A database was constructed based on published data available for the studies incorporated in the meta-regression. We extracted only risk estimates reported for cumulative exposure to benzene (expressed in ppm-years or ppm-months). The database contained the following fields: study identifier, study design, exposure category, risk estimate, confidence interval for the risk estimate, and number of cases and controls for each exposure category (nested case–control studies) or the size of the study population for the exposure category (cohort studies). Three different epidemiologic study designs contributed to the current meta-regression: the nested case–control design (n = 3), the cohort design with an internal reference population (n = 1), and the cohort design with an external reference population (n = 5; Table 1). Reported odds ratios (ORs), relative risks (RRs), and standardized mortality ratios (SMRs) were combined and interpreted as estimates of the RR for the purpose of this meta-regression (McElvenny et al. 2004). The studies selected for the meta-regression were also different with regard to the definition of the reference population that was used. The cohort studies assumed “background (environmental) exposure” in their reference populations (Bloemen et al. 2004; Costantini et al. 2003; Hayes et al. 1997; Rinsky et al. 2002; Swaen et al. 2005; Wong 1987). Typical daily environmental exposure to benzene can range up to 0.2 ppm, which, over a 70-year life span, accumulates to a maximum of 14 ppm-years of cumulative exposure (Johnson et al. 2007). In the nested case–control studies, individuals in the lowest exposure category were used as the reference population (ranging from < 0.17 ppm-years to < 1 ppm-years occupational exposure) (Glass et al. 2003; Rushton and Romaniuk 1997; Schnatter et al. 1996).
Three steps were necessary to prepare the extracted data for use in the meta-regression models. In the first step, we assigned a specific cumulative exposure estimate to each risk estimate. It is common practice to report only the boundaries of the exposure categories used in an exposure–response analysis, and this was the case for all included studies except the Swaen study, which reported an average mean exposure (Greenland and Longnecker 1992; Swaen et al. 2005). To estimate the mean exposure for the assigned exposure categories, we assumed a log-normal distribution for the cumulative exposure for each study. Any data providing information on the exposure distribution within a study were collected from the publication (i.e., the number of person-years per exposure category, the number of controls per exposure category, or the number of expected cases per exposure category). Maximum likelihood estimation was used to fit a probability density function (PDF) to the available data. Using the PDF, we assigned an average cumulative exposure to each exposure category based on its respective boundaries. To avoid unreasonably high estimates of the average exposure in the highest exposure group, we truncated the exposure distribution at the maximum reported cumulative exposure level. This method of assigning specific cumulative exposures is similar to the approach that was proposed by Hartemink et al. (2006).
In the second step, we estimated the variance of each specific risk estimate to allow weighting based on the precision of the risk estimates in the meta-regression (DerSimonian and Laird 1986). The variance of RRs and ORs was estimated using the reported confidence intervals following a method discussed by Rothman et al. (1982). Estimated variances for studies that reported asymmetrical confidence intervals on the log scale were based on the upper confidence limit only (Boice and McLaughlin 2001; Wartenberg et al. 2000).
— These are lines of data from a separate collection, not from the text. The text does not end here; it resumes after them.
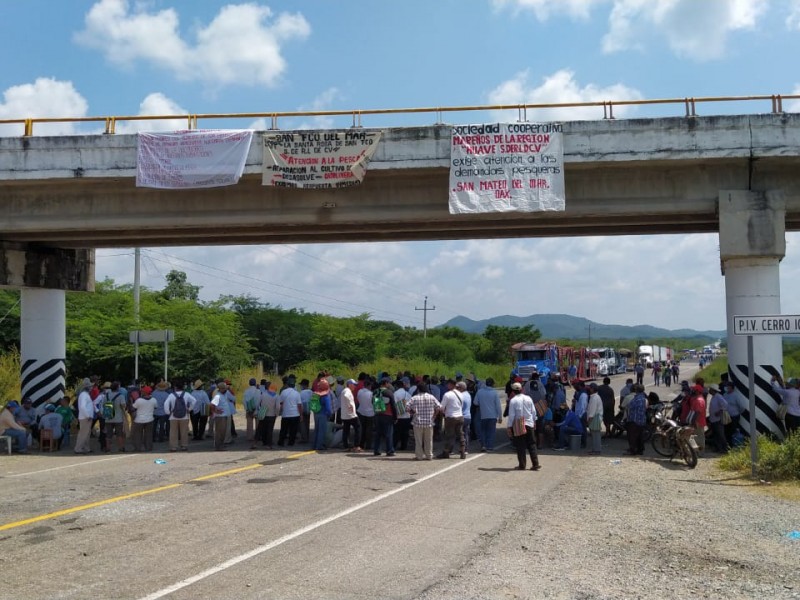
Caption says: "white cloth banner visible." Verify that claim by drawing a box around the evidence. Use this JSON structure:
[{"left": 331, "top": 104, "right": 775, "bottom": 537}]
[
  {"left": 450, "top": 123, "right": 565, "bottom": 215},
  {"left": 262, "top": 130, "right": 381, "bottom": 190},
  {"left": 136, "top": 129, "right": 253, "bottom": 190}
]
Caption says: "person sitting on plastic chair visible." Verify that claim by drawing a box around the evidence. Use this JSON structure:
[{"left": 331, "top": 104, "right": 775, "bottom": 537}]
[{"left": 553, "top": 403, "right": 585, "bottom": 450}]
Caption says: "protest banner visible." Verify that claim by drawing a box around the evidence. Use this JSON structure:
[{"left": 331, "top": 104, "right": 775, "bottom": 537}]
[
  {"left": 136, "top": 129, "right": 253, "bottom": 189},
  {"left": 449, "top": 123, "right": 565, "bottom": 214},
  {"left": 262, "top": 131, "right": 381, "bottom": 189}
]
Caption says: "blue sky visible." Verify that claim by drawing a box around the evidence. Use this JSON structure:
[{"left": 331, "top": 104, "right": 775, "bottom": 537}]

In the third step, we estimated the covariance between the different risk estimates within a study by applying the approach advocated by Shi and Copas (2004). This approach is necessary because risk estimates of a study based on a common internal reference group will be correlated. Ignoring this correlation in the meta-regression underestimates the variance of the risk estimates from the study that results in an overestimation of its weight (Bagnardi et al. 2004; Greenland and Longnecker 1992). The Canada-Petrol study (Schnatter et al. 1996) lacked the information necessary to estimate the covariance matrix; therefore, uncorrected variances were used for this study. For studies that reported SMRs, we did not estimate covariance because SMRs within a single study can be assumed to be largely independent when the expected number of deaths used to calculate the SMRs is based on a sufficiently large population.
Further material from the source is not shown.